Civil Rights Tour: Education - Daniel A. P. Murray, Librarian

934 S Street NW

As assistant librarian at the Library of Congress, Daniel Alexander Payne Murray (1852-1925), created the authors and literature exhibit for W.E.B. Du Bois’s seminal exhibition on African Americans at the 1900 Paris Exposition. In combination with photographs of black college and university students, and copies of patents and data compiled by Du Bois, Murray’s research showcased the existence of a black intellectual tradition in America.

Born in Baltimore, Murray moved to Washington at the age of nine to work for his brother, a caterer and the manager of the US Senate restaurant. Ten years later, the Librarian of Congress hired Murray as his personal assistant, and in 1881, he was promoted to assistant librarian. The 1,100 books and pamphlets Murray collected for the 1900 Exposition—500 were displayed in Paris—became the core collection of black-authored manuscripts at the Library of Congress.

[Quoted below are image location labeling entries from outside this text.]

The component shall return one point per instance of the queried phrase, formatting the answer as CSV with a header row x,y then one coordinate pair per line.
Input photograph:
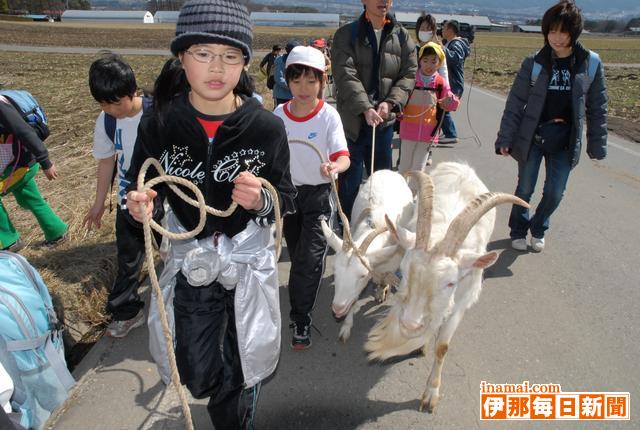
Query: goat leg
x,y
431,396
345,328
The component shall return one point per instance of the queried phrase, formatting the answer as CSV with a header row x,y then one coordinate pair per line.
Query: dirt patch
x,y
625,128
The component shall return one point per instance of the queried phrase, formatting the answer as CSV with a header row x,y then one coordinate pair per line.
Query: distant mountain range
x,y
508,9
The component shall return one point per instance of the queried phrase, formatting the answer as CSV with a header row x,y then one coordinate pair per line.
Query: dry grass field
x,y
78,271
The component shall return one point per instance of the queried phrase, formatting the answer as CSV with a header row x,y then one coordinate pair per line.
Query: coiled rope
x,y
203,210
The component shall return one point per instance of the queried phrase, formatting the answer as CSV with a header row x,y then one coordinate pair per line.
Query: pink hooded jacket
x,y
419,121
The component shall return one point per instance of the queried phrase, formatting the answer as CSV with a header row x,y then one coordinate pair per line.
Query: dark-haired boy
x,y
456,50
113,85
306,116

Murray was also a writer himself. In a 1904 article for the Voice of the Negro, to which he was a frequent contributor, Murray advocated for economic boycotts in response to lynchings. He also testified before the US House of Representatives on Jim Crow laws. Murray was the first African American elected to the Washington Board of Trade, and he is credited with persuading the DC Commissioners to establish a manual training school for African Americans: Armstrong Manual Training School, which opened in 1902. Murray and his family lived at 934 S Street NW from at least 1891 until his death in 1925.